08 agosto 2023

Marcinelle 2023: si può chiedere scusa?

Per la ventiduesima «Giornata del sacrificio del lavoro italiano nel mondo» e il 67° anniversario della tragedia di Marcinelle, in cui morirono 262 minatori, tra cui 136 italiani,  le più alte cariche dello Stato e numerosi politici sono intervenuti come ogni anno per ricordare e rendere omaggio a tutti i connazionali morti in circostanze drammatiche in emigrazione. Nei loro messaggi - ne ho letto molti - ho colto una sorta di rammarico per quanto accaduto in una miniera del Belgio l’8 agosto 1956 e il dispiacere per quanto toccato alle vittime e alle loro famiglie.

In un intervento ho colto anche l’invito a essere «orgogliosi per lo straordinario contributo degli emigrati italiani allo sviluppo del Paese in cui arrivarono», in altri l’invito al doveroso omaggio e alla riconoscenza per il loro sacrificio. Nella maggior parte degli interventi la retorica ha avuto la sua parte, mentre sono mancati in tutti il disagio e la contrarietà per la politica emigratoria italiana dei primi decenni del dopoguerra. Con provvedimenti più accorti e rispettosi dei migranti, una loro più accurata preparazione, linguistica e professionale, soprattutto per chi era destinato al lavoro rischioso nelle miniere, quella disgrazia probabilmente si sarebbe potuta evitare.

A chi ha scritto che nella catastrofe di Marcinelle «l’Italia ha pagato il prezzo più alto» bisognerebbe ricordare che in quei decenni l’Italia investiva poco sull'emigrazione e lucrava molto sul lavoro, i sacrifici e le rimesse di tanti italiani costretti a fuggire dalla miseria e dall'insicurezza. Non si può dimenticare che allora gli emigrati in Belgio erano considerati poco più di merce di scambio per avere il carbone necessario all'industria.

Nessuno ha ricordato esplicitamente il famoso (o famigerato?) Protocollo di Roma firmato da De Gasperi (col benestare di Togliatti e Nenni) e il ministro belga Van Hacker, in cui si formalizzava lo scambio tra carbone e manodopera. L’Italia s’impegnava a favorire l’emigrazione nelle miniere del Belgio di circa 50.000 lavoratori, duemila ogni settimana, e il Belgio a vendere mensilmente all'Italia almeno 2500 tonnellate di carbone per ogni mille operai inviati!

Allora si gridò allo scandalo perché, si diceva, cittadini italiani erano «venduti per un sacco di carbone». Quel sentimento era ampiamente condiviso tra la popolazione, soprattutto dopo i racconti delle condizioni di lavoro, di alloggio e di vita dei primi minatori. Ufficialmente, invece, l’Italia stava combattendo la «guerra del carbone» necessario per la ripresa economica e la competitività in Europa.

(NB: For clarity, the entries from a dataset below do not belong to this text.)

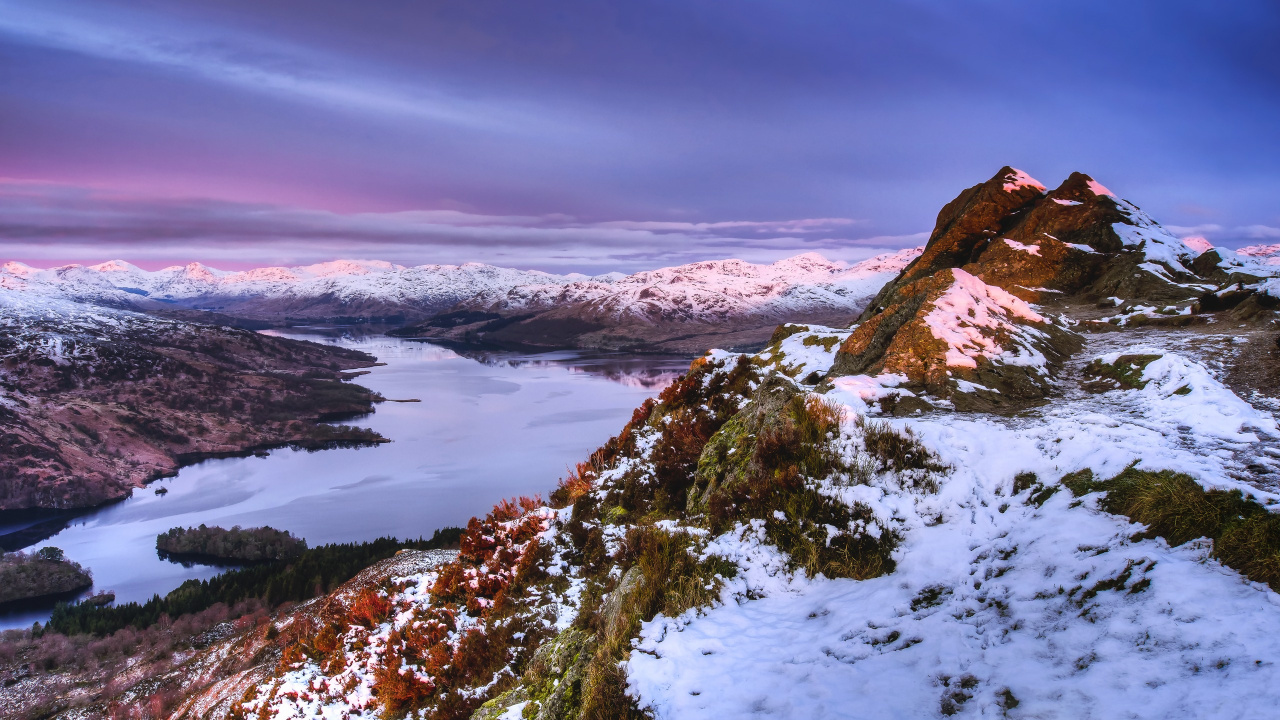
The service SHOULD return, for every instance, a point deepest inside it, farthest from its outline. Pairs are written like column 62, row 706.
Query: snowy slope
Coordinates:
column 714, row 290
column 343, row 279
column 702, row 291
column 1059, row 607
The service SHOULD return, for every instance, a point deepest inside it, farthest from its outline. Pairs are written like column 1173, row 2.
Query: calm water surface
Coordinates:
column 488, row 425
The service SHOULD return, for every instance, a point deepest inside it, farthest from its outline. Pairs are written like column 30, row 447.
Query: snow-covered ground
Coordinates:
column 700, row 291
column 1000, row 606
column 717, row 290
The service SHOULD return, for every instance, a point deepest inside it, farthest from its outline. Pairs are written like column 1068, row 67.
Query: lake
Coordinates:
column 488, row 425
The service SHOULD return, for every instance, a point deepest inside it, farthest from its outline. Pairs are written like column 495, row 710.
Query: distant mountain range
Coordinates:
column 677, row 308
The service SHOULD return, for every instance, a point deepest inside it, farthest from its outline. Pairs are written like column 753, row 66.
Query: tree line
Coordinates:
column 312, row 573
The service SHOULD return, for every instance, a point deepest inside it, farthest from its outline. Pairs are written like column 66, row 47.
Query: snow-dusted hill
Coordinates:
column 688, row 308
column 713, row 290
column 342, row 288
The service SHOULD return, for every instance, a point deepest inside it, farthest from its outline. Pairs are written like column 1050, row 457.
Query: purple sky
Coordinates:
column 609, row 135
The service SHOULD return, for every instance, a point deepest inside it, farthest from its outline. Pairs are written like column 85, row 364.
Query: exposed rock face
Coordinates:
column 1078, row 240
column 956, row 323
column 949, row 332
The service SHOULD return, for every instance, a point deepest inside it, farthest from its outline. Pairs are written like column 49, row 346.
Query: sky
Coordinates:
column 600, row 135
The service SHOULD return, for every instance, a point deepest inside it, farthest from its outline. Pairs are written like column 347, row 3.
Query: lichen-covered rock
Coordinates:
column 951, row 332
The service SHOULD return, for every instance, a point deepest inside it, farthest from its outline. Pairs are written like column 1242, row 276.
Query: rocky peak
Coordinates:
column 954, row 336
column 965, row 227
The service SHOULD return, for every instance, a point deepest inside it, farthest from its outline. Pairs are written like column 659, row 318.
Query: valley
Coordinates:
column 1036, row 465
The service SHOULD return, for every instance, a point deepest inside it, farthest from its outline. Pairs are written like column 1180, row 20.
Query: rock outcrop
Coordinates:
column 954, row 336
column 1077, row 240
column 688, row 308
column 956, row 322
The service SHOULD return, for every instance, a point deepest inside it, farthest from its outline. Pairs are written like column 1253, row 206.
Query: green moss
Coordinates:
column 1080, row 482
column 827, row 343
column 1174, row 506
column 1127, row 370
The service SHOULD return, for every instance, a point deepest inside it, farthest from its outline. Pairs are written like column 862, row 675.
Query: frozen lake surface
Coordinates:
column 488, row 425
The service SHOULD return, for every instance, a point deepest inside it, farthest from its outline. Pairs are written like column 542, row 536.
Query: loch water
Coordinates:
column 487, row 425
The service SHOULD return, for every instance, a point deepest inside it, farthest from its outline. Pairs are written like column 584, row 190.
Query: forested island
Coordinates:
column 237, row 545
column 42, row 574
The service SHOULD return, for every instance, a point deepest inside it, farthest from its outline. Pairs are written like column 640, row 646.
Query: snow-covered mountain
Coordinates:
column 986, row 499
column 714, row 290
column 342, row 288
column 688, row 308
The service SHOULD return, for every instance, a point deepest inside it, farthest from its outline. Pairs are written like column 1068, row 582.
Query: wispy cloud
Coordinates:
column 55, row 223
column 1226, row 236
column 259, row 65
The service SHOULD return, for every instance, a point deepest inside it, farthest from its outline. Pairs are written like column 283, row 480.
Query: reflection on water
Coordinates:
column 488, row 425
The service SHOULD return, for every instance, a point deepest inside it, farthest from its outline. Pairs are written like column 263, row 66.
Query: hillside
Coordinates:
column 688, row 308
column 972, row 502
column 95, row 401
column 342, row 290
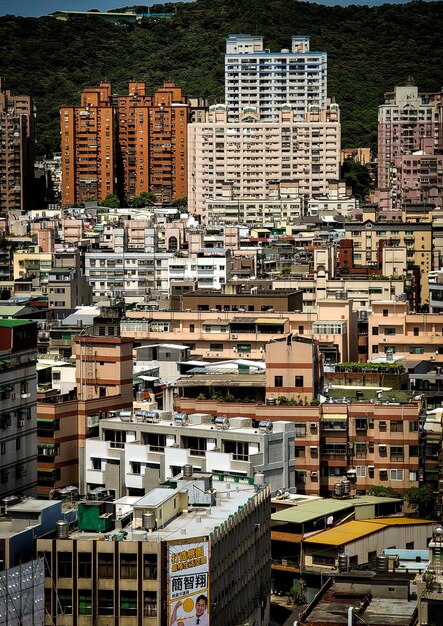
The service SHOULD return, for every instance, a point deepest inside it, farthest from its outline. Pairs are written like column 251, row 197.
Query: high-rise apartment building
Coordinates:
column 406, row 120
column 245, row 159
column 257, row 77
column 88, row 136
column 125, row 145
column 16, row 150
column 18, row 426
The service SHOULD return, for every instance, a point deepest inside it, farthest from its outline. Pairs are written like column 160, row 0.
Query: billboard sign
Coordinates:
column 188, row 583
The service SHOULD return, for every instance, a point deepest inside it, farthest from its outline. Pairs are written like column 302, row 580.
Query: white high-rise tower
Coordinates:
column 256, row 77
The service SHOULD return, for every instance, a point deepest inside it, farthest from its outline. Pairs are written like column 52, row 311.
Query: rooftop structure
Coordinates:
column 140, row 563
column 257, row 77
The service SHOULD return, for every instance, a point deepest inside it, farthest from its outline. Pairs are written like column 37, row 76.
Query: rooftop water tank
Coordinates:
column 187, row 470
column 62, row 529
column 148, row 520
column 382, row 564
column 346, row 487
column 221, row 423
column 338, row 489
column 265, row 426
column 343, row 563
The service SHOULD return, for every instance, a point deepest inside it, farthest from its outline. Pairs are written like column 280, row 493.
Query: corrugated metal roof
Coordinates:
column 401, row 521
column 304, row 512
column 354, row 530
column 345, row 533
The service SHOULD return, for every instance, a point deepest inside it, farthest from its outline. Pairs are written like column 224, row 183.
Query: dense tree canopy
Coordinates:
column 370, row 50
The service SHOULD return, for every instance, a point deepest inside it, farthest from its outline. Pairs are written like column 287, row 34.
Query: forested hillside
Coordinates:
column 369, row 51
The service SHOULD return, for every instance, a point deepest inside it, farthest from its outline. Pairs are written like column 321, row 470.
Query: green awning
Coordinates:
column 334, row 418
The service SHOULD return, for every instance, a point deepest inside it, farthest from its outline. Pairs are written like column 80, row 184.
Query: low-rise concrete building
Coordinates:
column 147, row 562
column 135, row 452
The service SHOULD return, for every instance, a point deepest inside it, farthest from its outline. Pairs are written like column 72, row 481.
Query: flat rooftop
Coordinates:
column 196, row 522
column 333, row 609
column 311, row 510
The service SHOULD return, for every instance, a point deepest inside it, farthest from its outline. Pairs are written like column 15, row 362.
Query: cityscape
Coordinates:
column 221, row 333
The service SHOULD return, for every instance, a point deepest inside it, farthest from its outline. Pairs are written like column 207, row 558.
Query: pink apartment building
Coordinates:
column 421, row 176
column 405, row 120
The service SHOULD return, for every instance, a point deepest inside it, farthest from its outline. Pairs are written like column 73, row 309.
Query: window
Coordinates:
column 414, row 450
column 238, row 449
column 128, row 566
column 105, row 601
column 216, row 347
column 360, row 450
column 396, row 426
column 396, row 474
column 150, row 603
column 47, row 557
column 397, row 453
column 320, row 559
column 128, row 602
column 64, row 564
column 85, row 602
column 150, row 566
column 105, row 568
column 84, row 565
column 65, row 601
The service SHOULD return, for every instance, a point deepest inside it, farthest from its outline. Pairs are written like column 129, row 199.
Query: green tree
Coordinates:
column 298, row 594
column 180, row 202
column 111, row 201
column 422, row 500
column 144, row 199
column 358, row 177
column 383, row 492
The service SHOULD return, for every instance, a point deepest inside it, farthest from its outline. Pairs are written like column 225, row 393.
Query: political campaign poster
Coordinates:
column 188, row 584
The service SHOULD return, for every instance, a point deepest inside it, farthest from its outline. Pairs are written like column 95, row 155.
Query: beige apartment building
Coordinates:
column 234, row 334
column 146, row 561
column 65, row 421
column 250, row 156
column 368, row 443
column 393, row 329
column 415, row 237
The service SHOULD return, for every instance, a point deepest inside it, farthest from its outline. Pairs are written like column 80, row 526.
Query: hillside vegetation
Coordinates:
column 370, row 50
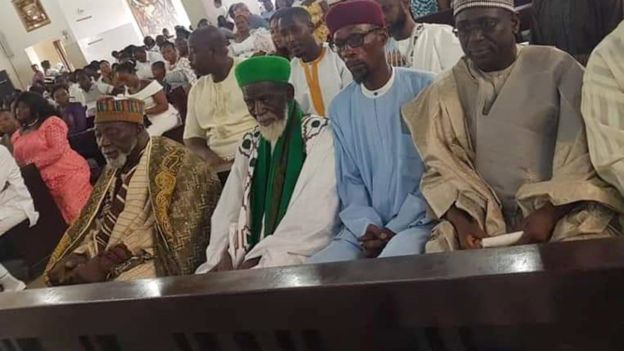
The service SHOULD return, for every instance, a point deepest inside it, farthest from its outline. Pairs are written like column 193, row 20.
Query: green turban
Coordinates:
column 262, row 69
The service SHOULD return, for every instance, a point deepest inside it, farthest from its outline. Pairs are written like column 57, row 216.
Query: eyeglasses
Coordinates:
column 484, row 25
column 353, row 41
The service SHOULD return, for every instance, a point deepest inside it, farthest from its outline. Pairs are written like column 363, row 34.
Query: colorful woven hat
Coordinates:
column 354, row 12
column 461, row 5
column 262, row 69
column 111, row 109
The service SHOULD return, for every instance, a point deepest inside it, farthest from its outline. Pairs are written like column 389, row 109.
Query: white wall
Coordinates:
column 18, row 39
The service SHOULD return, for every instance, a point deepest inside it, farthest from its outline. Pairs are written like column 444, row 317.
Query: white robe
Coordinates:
column 430, row 47
column 310, row 218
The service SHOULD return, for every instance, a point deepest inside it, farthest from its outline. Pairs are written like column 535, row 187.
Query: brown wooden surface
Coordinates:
column 565, row 296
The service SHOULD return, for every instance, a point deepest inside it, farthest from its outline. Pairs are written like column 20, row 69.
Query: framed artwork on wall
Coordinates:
column 32, row 14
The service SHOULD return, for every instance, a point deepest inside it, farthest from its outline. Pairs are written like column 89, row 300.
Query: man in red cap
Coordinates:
column 378, row 169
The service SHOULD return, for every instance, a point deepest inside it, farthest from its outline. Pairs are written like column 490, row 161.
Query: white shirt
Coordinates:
column 431, row 47
column 76, row 95
column 14, row 196
column 104, row 87
column 217, row 113
column 333, row 76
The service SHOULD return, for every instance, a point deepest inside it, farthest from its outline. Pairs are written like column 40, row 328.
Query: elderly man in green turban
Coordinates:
column 279, row 204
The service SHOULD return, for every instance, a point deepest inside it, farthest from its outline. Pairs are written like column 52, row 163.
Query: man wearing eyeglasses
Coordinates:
column 378, row 169
column 503, row 138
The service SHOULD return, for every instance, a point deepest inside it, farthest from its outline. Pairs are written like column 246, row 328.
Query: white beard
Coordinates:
column 120, row 161
column 275, row 130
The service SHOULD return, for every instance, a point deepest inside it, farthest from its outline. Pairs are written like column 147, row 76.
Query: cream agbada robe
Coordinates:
column 531, row 140
column 603, row 108
column 311, row 216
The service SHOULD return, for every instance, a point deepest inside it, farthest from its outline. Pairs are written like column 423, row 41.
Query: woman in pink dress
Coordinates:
column 42, row 140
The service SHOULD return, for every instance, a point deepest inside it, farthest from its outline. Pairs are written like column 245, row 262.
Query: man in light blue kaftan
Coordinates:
column 383, row 213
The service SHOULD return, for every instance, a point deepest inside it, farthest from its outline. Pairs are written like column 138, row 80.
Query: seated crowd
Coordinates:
column 318, row 134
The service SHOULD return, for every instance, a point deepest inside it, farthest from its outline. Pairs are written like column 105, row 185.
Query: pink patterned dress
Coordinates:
column 63, row 170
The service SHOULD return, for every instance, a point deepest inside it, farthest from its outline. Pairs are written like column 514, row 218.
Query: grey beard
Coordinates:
column 275, row 130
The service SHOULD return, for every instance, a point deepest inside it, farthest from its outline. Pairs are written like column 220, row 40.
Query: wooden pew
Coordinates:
column 34, row 245
column 564, row 296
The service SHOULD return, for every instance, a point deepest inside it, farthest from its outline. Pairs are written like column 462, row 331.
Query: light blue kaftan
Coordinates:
column 378, row 168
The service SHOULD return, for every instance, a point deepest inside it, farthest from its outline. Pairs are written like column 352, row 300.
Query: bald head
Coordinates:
column 207, row 50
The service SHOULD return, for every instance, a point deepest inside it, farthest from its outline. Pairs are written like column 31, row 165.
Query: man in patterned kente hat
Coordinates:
column 148, row 215
column 504, row 143
column 279, row 204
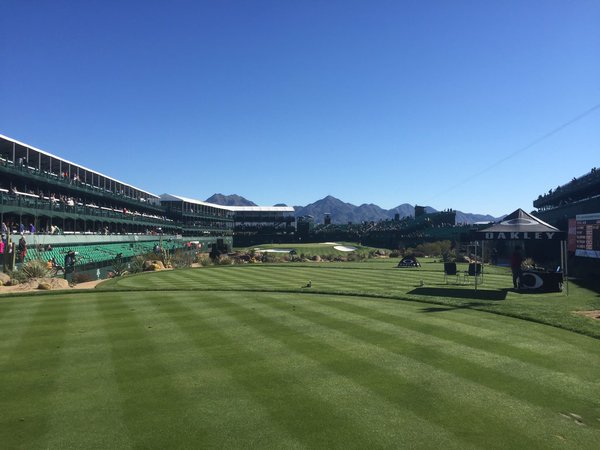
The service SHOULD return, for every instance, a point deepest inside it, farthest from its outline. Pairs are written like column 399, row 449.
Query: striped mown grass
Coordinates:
column 218, row 357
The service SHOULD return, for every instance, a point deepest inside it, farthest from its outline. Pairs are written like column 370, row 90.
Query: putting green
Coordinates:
column 188, row 368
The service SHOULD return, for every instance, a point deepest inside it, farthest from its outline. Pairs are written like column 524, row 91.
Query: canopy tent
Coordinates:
column 523, row 226
column 520, row 226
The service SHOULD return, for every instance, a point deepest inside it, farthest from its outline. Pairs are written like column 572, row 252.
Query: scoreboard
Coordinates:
column 587, row 235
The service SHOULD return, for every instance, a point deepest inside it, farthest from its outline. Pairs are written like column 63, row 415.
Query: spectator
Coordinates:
column 515, row 266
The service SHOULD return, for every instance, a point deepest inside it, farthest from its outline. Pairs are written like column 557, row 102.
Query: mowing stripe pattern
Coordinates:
column 189, row 362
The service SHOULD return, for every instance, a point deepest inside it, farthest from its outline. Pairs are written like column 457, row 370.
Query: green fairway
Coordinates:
column 245, row 357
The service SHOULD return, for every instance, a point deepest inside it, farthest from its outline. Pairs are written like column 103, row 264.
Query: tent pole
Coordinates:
column 564, row 256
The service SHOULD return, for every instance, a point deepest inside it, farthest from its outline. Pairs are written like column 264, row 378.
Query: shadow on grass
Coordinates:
column 469, row 305
column 460, row 293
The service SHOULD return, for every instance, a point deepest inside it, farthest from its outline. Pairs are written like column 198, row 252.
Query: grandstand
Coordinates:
column 60, row 205
column 579, row 196
column 263, row 224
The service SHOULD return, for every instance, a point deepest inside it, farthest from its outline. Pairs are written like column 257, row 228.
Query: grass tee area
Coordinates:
column 370, row 356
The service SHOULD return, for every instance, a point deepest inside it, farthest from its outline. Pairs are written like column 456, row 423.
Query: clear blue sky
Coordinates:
column 386, row 102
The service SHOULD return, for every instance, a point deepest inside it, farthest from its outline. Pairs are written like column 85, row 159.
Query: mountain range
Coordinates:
column 342, row 212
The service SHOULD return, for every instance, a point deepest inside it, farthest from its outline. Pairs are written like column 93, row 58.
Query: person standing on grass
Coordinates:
column 515, row 266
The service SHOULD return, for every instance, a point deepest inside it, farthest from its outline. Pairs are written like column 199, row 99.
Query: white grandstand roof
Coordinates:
column 179, row 198
column 75, row 164
column 262, row 208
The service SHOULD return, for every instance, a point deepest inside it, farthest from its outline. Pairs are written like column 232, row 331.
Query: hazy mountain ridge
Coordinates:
column 342, row 212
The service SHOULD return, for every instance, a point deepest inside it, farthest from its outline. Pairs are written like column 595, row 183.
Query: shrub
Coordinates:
column 225, row 261
column 35, row 269
column 182, row 259
column 203, row 260
column 80, row 277
column 16, row 277
column 120, row 267
column 136, row 265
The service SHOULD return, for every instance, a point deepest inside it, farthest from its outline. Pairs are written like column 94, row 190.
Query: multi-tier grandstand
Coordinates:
column 57, row 205
column 579, row 196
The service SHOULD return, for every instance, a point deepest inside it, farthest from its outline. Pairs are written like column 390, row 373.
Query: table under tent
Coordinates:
column 524, row 227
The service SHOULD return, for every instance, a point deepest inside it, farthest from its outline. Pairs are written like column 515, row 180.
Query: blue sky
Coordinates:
column 388, row 102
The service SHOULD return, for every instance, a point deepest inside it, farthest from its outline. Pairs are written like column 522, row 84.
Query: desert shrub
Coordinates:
column 204, row 260
column 448, row 255
column 528, row 263
column 119, row 267
column 355, row 256
column 17, row 277
column 225, row 261
column 80, row 277
column 136, row 265
column 270, row 258
column 181, row 259
column 35, row 268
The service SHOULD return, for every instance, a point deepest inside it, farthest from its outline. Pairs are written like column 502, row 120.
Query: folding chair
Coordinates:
column 450, row 270
column 475, row 270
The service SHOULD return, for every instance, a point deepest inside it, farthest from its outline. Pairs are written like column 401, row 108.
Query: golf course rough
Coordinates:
column 188, row 359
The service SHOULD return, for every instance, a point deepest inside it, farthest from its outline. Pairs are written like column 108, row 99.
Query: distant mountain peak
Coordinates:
column 342, row 212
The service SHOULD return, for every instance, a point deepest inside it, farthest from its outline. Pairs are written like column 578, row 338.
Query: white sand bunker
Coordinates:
column 345, row 248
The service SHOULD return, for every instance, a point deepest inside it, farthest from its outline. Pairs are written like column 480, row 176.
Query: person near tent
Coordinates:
column 516, row 260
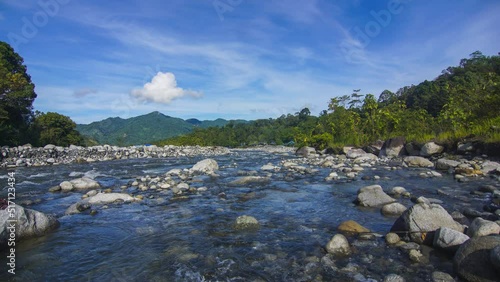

Nemmeno dopo la disgrazia del 1956 o quella di Mattmark del 30 agosto 1965 (con 88 vittime, di cui 56 italiani) nessun rappresentante della politica italiana ha mai chiesto scusa agli italiani costretti ad emigrare perché l’Italia matrigna non riusciva a garantire loro il lavoro e un futuro dignitoso. Rileggendo i discorsi programmatici dei vari governi del dopoguerra e le discussioni parlamentari sulla politica estera italiana è facile notare con quanta insistenza si prometteva il massimo impegno del governo per eliminare alla radice le cause dell’emigrazione.

Poiché nessun governo ci è riuscito è legittimo il dubbio sull'effettivo impegno dei governi che nel frattempo si sono succeduti a rimuovere le cause dell'emigrazione. In effetti, stando alla statistiche, ancora oggi, sia pure in condizioni diverse da quelle del dopoguerra, si continua ad emigrare a decine di migliaia e i costi per l’Italia sono ingenti.

Quanto si dovrà ancora attendere perché il governo (di destra o di sinistra poco importa) s’impegni veramente a rendere l’emigrazione (e l’immigrazione) una scelta libera e consapevole?